I often remind myself that this vulnerability is part of it all, and that while acknowledging it is a blessing, focusing on it is not. If I focus too much on the fragility of parenting, I will miss out on the rest: the comical side of raising children, the delight that comes from reliving new experiences with them, and the uproariously funny things that children say and do.


Last week I had one of those moments. One of my boys is obsessed with candy. From the moment his eyes open each morning, Josh dreams of which sweet he’ll be able to choose from the candy store across the street from his school later that afternoon.


And his taste in drinks is hardly different.

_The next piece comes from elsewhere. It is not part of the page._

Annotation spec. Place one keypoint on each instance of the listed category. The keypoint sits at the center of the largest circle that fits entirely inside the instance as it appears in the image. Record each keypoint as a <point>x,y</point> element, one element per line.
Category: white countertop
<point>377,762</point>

While his siblings drink water and milk, he loves lemonade and juice, the sweeter the better. He’s a dentist’s dream.


And so it wasn’t the biggest surprise when, after he and his brother had brushed their teeth and were about to go to bed, I found Josh snooping in the kitchen, gulping down the last few sips of pink lemonade that were still sitting in a glass by the sink.


Exhausted and irritated, I told him he had exactly two minutes to run to my bathroom and brush his teeth again. Off he trotted and a minute later he returned, ready to choose a book to read and go to bed.


By the time I was ready to go to bed myself, I had forgotten about the last-minute double brushing that had occurred earlier in the evening. But when I went to brush my teeth, I didn’t know whether to laugh out loud or call the poison control center.


There, sitting next to Josh’s toothbrush, was for sure a small tube of paste. But instead of the travel-size Colgate that Josh thought he was using, he had, in fact, brushed his teeth with Lotrimin, the anti-fungal medicine that my husband was using to cure a pesky case of athlete’s foot.


Josh was breathing just fine. And knowing him, he’d probably only brushed for about 15 seconds flat. Who needed the poison control center? I called my husband and we had a good laugh.


I couldn’t forget the feeling I’d had on the way to the emergency room if I tried. But it’s important to try to remember these other moments, too. They are lighter and sillier, but may be just as important.